Polyvinylchloride Gel in Orthotics and Prosthetics Part 1: Preparation and Application of Silicone Gel
Richard C. Koch, C.O. *
Henry J. Sturza *
The gel pads that have been used in orthotics and prosthetics for the past several years have brought considerable improvement in prosthetic and orthotics devices and in patient care for the prevention of decubitus ulcers. Because of the high cost of this material, however, many patients have had to do without these much-needed pads. One reason for the cost is that the gel formula has been based on silastic material which is very expensive. Now, however, a polyvinylchloride (P.V.C.) gel has been developed without silicone or silastic basics, and consequently, the cost has been significantly reduced. Moreover, this new material offers several advantages over the gel previously used.
P.V.C. gel has been in use at the University of Michigan Medical Center for about two years. We have found it very easy to work with, particularly since the "stickiness" inherent in such substances can readily be controlled by the application of talcum powder after the gel has been processed and cooled. This simple factor greatly facilitates the covering of pads.
The key to the gel's effectiveness is its ability to displace pressures. One danger in being bedridden or confined to a wheelchair is that skin under constant pressure tends to break down, resulting in the bedsores called decubitus ulcers. At this Medical Center we have used P.V.C. gel in wheelchair pads for more than 50 patients. We have also designed and fitted breast prostheses, as well as pads of all shapes for assistive devices and artificial limbs. In our rehabilitation ward we have two gel mattresses, 36" x 24" x 1", in constant use; this size covers the spinal area completely, and with separate pads for heels, elbows, and head, all pressure sites are adequately protected.
Directions for processing:
1. Mix thoroughly.
P.V.C. gel comes from the manufacturer with thick settlings at the bottom of the can. The gel must be mixed until the viscosity is uniform. Fig. 1.
2. Heat at 330°F.
In the first stages of heating, the viscosity is somewhat reduced. Fig. 2. Thereafter the gel thickens and becomes clear, and at the pouring stage the viscosity returns to approximately the same as before heating. Fig. 3. The time required is about 30 minutes at 330°F. for 2 ounces of gel, and about 3 1/2 hours for a wheelchair pad 16" x 16" x 2".
3. Pour into molds or pans.
The gel can be heated in a teflon-lined mold of the intended size and shape, or it can be heated in a larger container and poured into the proper molds. Fig. 4 . It is important that the molds be lined with teflon for ease in removing the gel after it has cooled. If teflon is not available, the inside of the mold may be sprayed with silicone, which also helps to prevent sticking.
4. Cool to room temperature.
The gel should cool at room temperature before it is handled.
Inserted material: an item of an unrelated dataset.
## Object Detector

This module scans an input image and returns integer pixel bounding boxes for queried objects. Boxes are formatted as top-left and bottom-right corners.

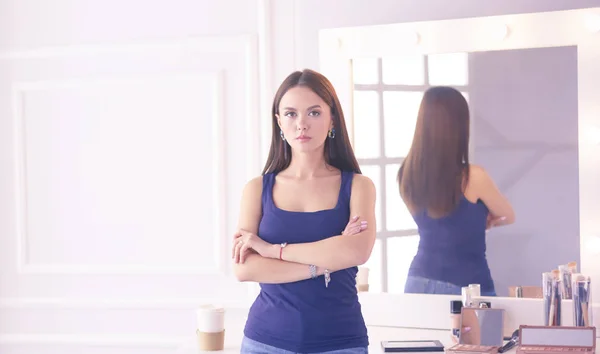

The time required depends on the thickness of the pad—a 1/4-inch sheet takes about 60 minutes, whereas a sheet the size of a wheelchair pad takes 6 to 8 hours. The time can be shortened by placing the molds in a cooler room.
5. Remove from molds.
Before handling the gel, sprinkle it with talcum powder Fig. 5. Then begin at one corner, using your fingertips, and carefully "peel" the gel from the mold Fig. 6. Apply talcum to the whole unit after it has been removed.
6. Apply a two-layer cover.
The pad must be covered to prevent the oil from penetrating through the cloth cover. We have had good results by covering the pads with a polyethylene film (e.g., Tuftane)1 before the outer cover is applied. The outer cover is usually a soft leather. Fig. 7a, Fig. 7b, Fig. 7c. For wheelchair pads we use 12-inch cotton stockinette under the Tuftane film cover Fig. 8.
After the gel has been processed and cooled it can be reclaimed by reheating to a liquid form and used for a different application. Thus no material is wasted.
oven or bunsen burner or hot plate
tongue blades or paddle for stirring
Very thin pads, or pads which will be exposed to rough treatment, can be reinforced with fabric. Our practice is to laminate a thin piece of cotton or nylon mesh material in the lower third of the pad thickness. Cheesecloth works very well. Fig. 9.
Like the gel previously used, this new material is relatively heavy; a wheelchair pad, for example, weighs about 19 pounds. Patients who transfer such pads from chair to bed or to a car should be provided with a carrying case, for ease in handling as well as protection of the pad. Fig. 10 To help reduce the weight we have experimented with combinations of materials, for example pouring a layer of P.V.C. gel over a layer of polyester foam. In reducing the weight this also tends to reduce the efficiency of the pad; nevertheless the technique may be specifically useful for devices such as breast prostheses, where appearance and weight are more important than resistance to pressure.
* The authors would like to acknowledge the Technicians in the Orthotic and Prosthetic Facilities, also Mr. Lewis Smith of Hull Smith Chemical, 1723 Marshal Road, Des Plaines, Illinois.